The rest of the group encounters the malice, which is horrendous and winged like the mudmen. It uses its power to possess everyone except Berry, Fawn, and Whit, all of whom have amulets. They escape and Fawn devises a plan to make a crossbow bolt out of the knife so Whit can shoot the monster. The plan is successful, and with the malice dead everyone's wits return.
The amulet wearers are stunned by the magical feedback from the malice's death, and Dag is horrified when he makes it back to camp and finds Fawn is believed dead and has been buried. He can sense her lifeforce and begs them to dig her back up. At first they don't believe him but eventually they do so to mollify him, and are equally horrified when she gasps for breath and lives.
As they get ready to move on a patrol from the nearest Lakewalker camp, summoned by one of the group, arrives to help. They are astonished to hear the story of Whit slaying the malice, since no non-Lakewalker has ever done so before. The story quickly spreads, helping Dag's plan to bridge the two cultures.
Soon they arrive at Berry's farm, where Dag and Fawn plan to stay until the child is born at least. They plan to look after the place during the summers when Berry and Whit take a boat trading downriver.
Arkady and Sumac move in together and Arkady sets up treatment for farmers. As word of Whit's kill spreads to farmers as well the Lakewalkers start getting young volunteers who have lost loved ones to malice attacks, and the Lakewalkers agree to train them, increasing the amount of fighters against the malice terror.
The book ends with Fawn and Dag contentedly raising their little girl on Berry's farm and Dag's mission moving forward better than he could have imaged and the start.
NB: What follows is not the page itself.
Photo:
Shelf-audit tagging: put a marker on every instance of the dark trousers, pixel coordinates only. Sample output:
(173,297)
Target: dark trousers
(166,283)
Best part of story, including ending:
Seeing Dag and Fawn figure out ways to connect the two cultures, first using outsiders like themselves but also endless patience and a lot of ingenuity, is quite satisfying.
Best scene in story:
The appearance of the flying mud-men was really good, it's a scary development and super creepy that the creatures can speak. It also suggests that the malice threat is growing, since this seems much more advanced than what we've seen so far.
Opinion about the main character:
In this book Dag really takes over as the lead, and he's a solid character, patient and clever but extremely stubborn and in need of outside perspectives like Fawn and Arkady to take him out of himself.